When the Fed Meets in Silicon
How AI Is Turning Monetary Policy into a Macroeconomic Experiment
What if Macroeconomists Could Finally Run Experiments?
That is the startling implication of a new paper by Tara Sinclair and Sophia Kazinnik, titled “FOMC in Silico: A Multi-Agent System for Monetary Policy Decision Modeling.” Using large language models (LLMs), they built a synthetic FOMC—an ensemble of AI-generated versions of Jerome Powell, Michelle Bowman, Chris Waller, and others—capable of debating, dissenting, engaging in water-cooler talk, and ultimately voting on monetary policy.
To be clear, we already have DSGEs and VARs for simulating macroeconomic outcomes under different shocks or policy rules. What Sinclair and Kazinnik are experimenting with is the policymaking process: how a committee of imperfect humans, armed with noisy data and facing political pressure, reaches decisions. These decisions inform what shocks and policy rules should be used in macroeconomic models and thereby make true macroeconomic experimentation possible.
This new possibility of experimental macroeconomics was the focus of this week’s Macro Musings podcast with Tara Sinclair. Below, I outline some of the possibilities this new tool opens up. But first, check out this video clip from the episode, where Tara explains how the simulated Fed officials interact.

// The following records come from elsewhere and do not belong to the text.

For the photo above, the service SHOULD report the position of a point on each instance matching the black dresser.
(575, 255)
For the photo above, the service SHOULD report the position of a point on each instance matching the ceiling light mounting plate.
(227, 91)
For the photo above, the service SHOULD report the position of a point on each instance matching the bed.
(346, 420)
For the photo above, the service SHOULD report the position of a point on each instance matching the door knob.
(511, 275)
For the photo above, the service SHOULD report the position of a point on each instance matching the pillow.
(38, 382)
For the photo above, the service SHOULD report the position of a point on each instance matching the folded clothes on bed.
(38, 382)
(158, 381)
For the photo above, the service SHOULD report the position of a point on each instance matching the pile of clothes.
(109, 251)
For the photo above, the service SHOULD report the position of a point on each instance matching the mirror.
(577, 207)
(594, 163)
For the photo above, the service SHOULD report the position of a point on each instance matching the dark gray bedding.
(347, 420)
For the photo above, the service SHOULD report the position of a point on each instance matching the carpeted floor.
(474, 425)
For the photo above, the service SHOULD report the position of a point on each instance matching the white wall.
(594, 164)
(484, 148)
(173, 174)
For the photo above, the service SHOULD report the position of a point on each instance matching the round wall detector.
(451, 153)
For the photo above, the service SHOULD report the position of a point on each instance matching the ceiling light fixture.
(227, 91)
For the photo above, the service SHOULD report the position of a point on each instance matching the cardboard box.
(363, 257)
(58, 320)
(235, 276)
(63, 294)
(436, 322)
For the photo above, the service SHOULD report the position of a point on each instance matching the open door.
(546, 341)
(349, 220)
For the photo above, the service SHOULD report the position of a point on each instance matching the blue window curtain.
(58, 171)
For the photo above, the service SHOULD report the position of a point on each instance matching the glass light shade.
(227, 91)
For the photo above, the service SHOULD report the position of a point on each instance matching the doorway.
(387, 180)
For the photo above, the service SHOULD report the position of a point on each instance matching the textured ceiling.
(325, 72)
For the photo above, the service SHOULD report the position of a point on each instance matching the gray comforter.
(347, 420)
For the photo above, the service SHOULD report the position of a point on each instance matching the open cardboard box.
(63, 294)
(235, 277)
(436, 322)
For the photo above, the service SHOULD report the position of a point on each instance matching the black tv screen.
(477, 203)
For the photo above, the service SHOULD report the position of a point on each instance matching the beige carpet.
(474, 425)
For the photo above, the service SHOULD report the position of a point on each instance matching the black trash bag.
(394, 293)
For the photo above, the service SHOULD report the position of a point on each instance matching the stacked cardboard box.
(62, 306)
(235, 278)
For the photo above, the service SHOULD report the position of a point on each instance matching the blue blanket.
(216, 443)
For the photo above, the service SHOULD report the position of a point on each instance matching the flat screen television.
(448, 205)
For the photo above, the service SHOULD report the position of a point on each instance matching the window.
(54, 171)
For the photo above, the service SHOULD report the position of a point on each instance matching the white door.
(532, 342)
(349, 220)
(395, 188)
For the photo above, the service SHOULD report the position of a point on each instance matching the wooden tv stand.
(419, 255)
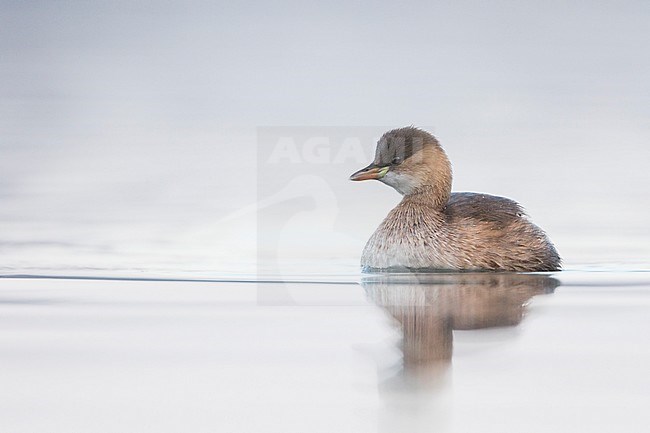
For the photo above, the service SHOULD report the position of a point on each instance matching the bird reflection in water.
(428, 307)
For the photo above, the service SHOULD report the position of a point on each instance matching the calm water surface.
(387, 353)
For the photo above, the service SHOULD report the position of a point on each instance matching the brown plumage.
(432, 228)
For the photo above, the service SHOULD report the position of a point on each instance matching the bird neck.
(435, 187)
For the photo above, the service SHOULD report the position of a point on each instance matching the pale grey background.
(128, 130)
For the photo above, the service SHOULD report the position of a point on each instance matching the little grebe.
(433, 228)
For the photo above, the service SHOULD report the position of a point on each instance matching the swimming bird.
(433, 228)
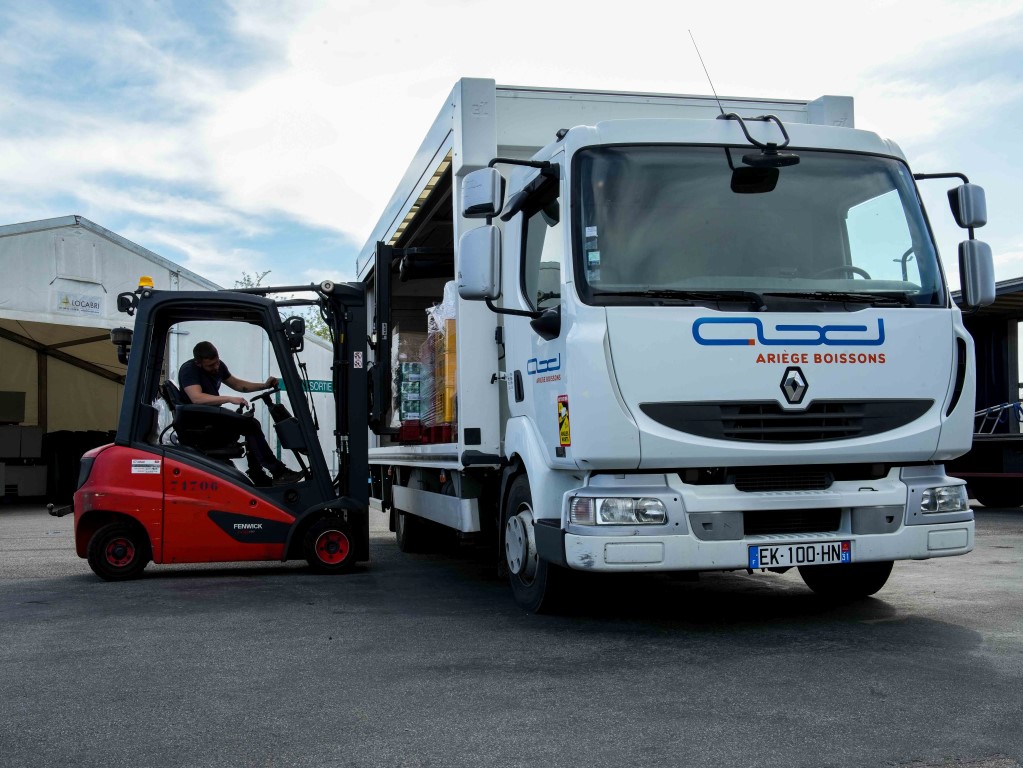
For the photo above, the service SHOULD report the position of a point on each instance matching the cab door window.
(542, 258)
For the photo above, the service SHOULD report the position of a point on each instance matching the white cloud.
(322, 108)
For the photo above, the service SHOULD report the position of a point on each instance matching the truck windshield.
(662, 223)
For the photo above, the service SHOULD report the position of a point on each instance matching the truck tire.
(119, 551)
(849, 582)
(1005, 494)
(538, 586)
(327, 548)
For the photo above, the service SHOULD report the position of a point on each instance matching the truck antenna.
(706, 73)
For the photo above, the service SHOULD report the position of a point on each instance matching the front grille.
(791, 522)
(767, 422)
(783, 479)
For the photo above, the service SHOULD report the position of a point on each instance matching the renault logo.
(794, 386)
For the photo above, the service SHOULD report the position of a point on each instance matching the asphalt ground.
(427, 661)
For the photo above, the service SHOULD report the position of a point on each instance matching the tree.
(314, 323)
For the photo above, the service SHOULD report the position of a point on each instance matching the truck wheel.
(327, 547)
(119, 551)
(847, 582)
(538, 586)
(994, 495)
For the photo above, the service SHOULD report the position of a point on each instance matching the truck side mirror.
(480, 264)
(976, 273)
(482, 193)
(969, 206)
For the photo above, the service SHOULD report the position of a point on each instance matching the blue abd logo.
(749, 331)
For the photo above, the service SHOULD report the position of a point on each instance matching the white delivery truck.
(625, 331)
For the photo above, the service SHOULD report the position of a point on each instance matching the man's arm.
(240, 385)
(195, 394)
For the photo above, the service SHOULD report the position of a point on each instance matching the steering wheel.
(265, 396)
(843, 268)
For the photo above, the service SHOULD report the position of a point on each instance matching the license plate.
(784, 555)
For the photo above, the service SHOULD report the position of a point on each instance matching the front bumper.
(706, 532)
(685, 552)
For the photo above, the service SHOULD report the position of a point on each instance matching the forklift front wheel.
(328, 549)
(119, 551)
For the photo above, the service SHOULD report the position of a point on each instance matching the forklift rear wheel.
(119, 551)
(848, 582)
(328, 549)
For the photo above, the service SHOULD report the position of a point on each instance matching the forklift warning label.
(564, 430)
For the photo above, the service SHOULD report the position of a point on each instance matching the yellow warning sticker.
(563, 419)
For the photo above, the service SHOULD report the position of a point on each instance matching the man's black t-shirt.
(191, 374)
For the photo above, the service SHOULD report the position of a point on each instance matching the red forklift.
(172, 494)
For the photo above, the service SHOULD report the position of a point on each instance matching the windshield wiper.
(755, 301)
(880, 299)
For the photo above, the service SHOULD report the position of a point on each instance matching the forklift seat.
(210, 428)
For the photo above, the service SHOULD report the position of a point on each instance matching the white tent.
(58, 369)
(57, 306)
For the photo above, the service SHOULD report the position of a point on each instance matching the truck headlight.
(617, 511)
(944, 499)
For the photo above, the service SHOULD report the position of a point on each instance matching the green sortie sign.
(314, 386)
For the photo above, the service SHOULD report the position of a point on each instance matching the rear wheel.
(848, 582)
(327, 548)
(119, 551)
(538, 586)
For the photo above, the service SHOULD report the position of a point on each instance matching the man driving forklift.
(199, 379)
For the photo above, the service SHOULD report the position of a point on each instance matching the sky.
(239, 137)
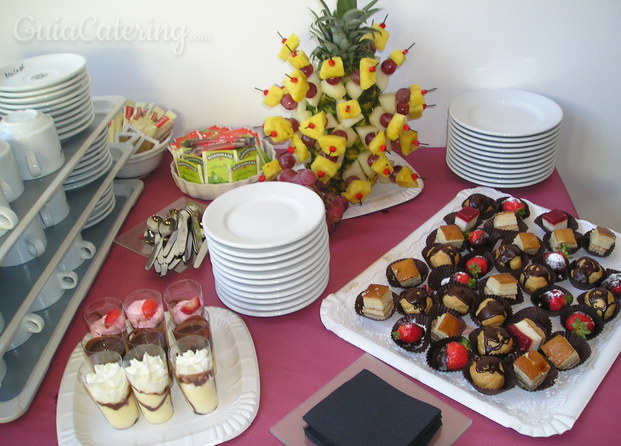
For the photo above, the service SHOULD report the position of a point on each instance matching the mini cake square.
(506, 221)
(503, 284)
(527, 242)
(466, 218)
(531, 369)
(601, 240)
(554, 219)
(450, 235)
(560, 352)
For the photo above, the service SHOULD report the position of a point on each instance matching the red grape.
(287, 102)
(403, 95)
(385, 119)
(389, 66)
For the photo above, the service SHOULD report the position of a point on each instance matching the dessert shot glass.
(144, 310)
(183, 298)
(103, 378)
(193, 369)
(147, 371)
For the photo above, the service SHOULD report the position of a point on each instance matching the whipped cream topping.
(107, 384)
(149, 375)
(98, 327)
(190, 362)
(139, 320)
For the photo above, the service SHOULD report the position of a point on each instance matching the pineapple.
(343, 135)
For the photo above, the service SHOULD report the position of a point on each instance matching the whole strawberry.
(580, 323)
(409, 333)
(555, 300)
(477, 265)
(457, 355)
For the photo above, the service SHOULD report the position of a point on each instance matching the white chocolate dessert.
(111, 391)
(151, 383)
(194, 373)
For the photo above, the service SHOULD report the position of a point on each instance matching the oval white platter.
(79, 422)
(536, 414)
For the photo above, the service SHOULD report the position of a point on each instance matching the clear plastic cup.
(147, 371)
(193, 369)
(103, 378)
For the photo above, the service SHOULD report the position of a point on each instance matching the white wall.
(567, 50)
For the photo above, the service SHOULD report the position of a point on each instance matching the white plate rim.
(231, 419)
(461, 108)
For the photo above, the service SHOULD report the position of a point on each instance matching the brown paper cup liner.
(585, 244)
(536, 297)
(580, 345)
(579, 240)
(525, 213)
(422, 267)
(583, 285)
(436, 347)
(519, 297)
(597, 320)
(510, 379)
(571, 221)
(617, 305)
(505, 304)
(421, 319)
(549, 380)
(473, 337)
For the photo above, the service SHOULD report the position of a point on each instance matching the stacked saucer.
(269, 248)
(503, 138)
(55, 84)
(95, 162)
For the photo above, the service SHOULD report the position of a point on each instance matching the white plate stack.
(55, 84)
(269, 248)
(503, 138)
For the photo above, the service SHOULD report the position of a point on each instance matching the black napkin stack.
(366, 410)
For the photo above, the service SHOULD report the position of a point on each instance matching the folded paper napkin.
(366, 410)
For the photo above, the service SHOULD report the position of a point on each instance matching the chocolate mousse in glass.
(193, 369)
(144, 310)
(106, 324)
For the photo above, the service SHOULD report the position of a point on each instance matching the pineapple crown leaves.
(340, 33)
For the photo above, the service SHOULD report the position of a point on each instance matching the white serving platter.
(79, 422)
(536, 414)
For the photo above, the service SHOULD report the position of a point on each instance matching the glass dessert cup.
(193, 368)
(104, 380)
(146, 369)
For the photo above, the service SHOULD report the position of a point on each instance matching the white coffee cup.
(80, 251)
(10, 179)
(31, 323)
(59, 281)
(34, 142)
(8, 218)
(31, 244)
(55, 210)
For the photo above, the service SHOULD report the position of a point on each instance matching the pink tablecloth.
(296, 354)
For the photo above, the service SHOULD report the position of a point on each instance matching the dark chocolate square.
(366, 410)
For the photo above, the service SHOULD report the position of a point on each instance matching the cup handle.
(33, 164)
(8, 218)
(35, 323)
(67, 279)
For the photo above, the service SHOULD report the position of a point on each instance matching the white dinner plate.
(272, 254)
(40, 72)
(495, 142)
(263, 215)
(505, 112)
(79, 422)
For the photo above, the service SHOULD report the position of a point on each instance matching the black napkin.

Simulating the FOMC: What We Learned and What Comes Next
To understand the possible uses of this new tool, we first need to see what Sinclair and Kazinnik actually built. In “FOMC in Silico,” they design a synthetic FOMC composed of AI versions of Powell, Waller, Bowman, and others, each trained on recent speeches and public data to capture their real-world personalities and views.
These “Sim” policymakers deliberate in meetings that mimic the real FOMC process—complete with agenda-setting, district perspectives, and even pre-meeting chatter—before voting on interest rates. Tested on the July 2025 meeting, the simulated committee produced outcomes within the actual policy range and behaved plausibly under stress. Weakening the chair’s authority and introducing political pressure led to more dissent without changing the median decision, while revised jobs data shifted the group slightly more dovish. The result is a working proof-of-concept that deliberation, data, and institutional design can all be modeled in silico.
The potential applications are vast. Researchers could use this framework to experiment with leadership styles—asking, for instance, how a different chair might steer discussion or shape consensus—or to test how the timing of meetings relative to key data releases affects decisions. It could also explore institutional design questions, such as whether the rotation of regional presidents matters, or how meeting structure (who speaks first, how agenda items are framed) influences dissent and convergence.
Another rich line of inquiry is historical and counterfactual analysis. By training bespoke models without access to post-event information, researchers could reconstruct past committees—say, the Nixon–Burns or Volcker FOMCs—and simulate how they might have behaved under different data, shocks, or political pressures. Similarly, an “all-star” virtual FOMC of past policymakers could be tested against today’s economy, producing new insights into how institutional memory and leadership philosophies matter for stabilization policy.
Beyond governance, the model could serve as a sandbox for communication and transparency. Simulated versions of the Fed could help policymakers evaluate whether too much or too little public signaling enhances consensus or breeds confusion. It could even test how markets might react to different communication regimes, by comparing simulations that rely solely on public data with those augmented by internal forecasts or confidential information.
A Future for Macroeconomic Experiments
All of this points toward the possibility of a true macroeconomic experiment—one that links human-like decisionmaking to formal modeling. Step one is to use large language models to create a synthetic FOMC, capable of simulating the deliberative process, testing alternative institutional setups, and generating counterfactual policy paths under different information or political conditions. Step two is to plug those simulated policy paths into our macro models—DSGE, VAR, or HANK frameworks—to see how the economy would respond. In doing so, we close the loop between behavior and outcome, between the messy psychology of policymaking and the structured dynamics of macroeconomics. For the first time, we can experiment not just with the shocks that hit the economy, but with the decision processes that determine how those shocks are managed.
P.S. Yes, another implication of this work is that AI could eventually take over much of the FOMC’s work. I considered this possibility in an earlier post and on a separate podcast, but it’s not what Sinclair and Kazinnik are arguing here. Still, AI-driven structural change is coming for the Fed and other central banks, just as it is for many other industries. It is worth thinking through the implications of that possibility, too.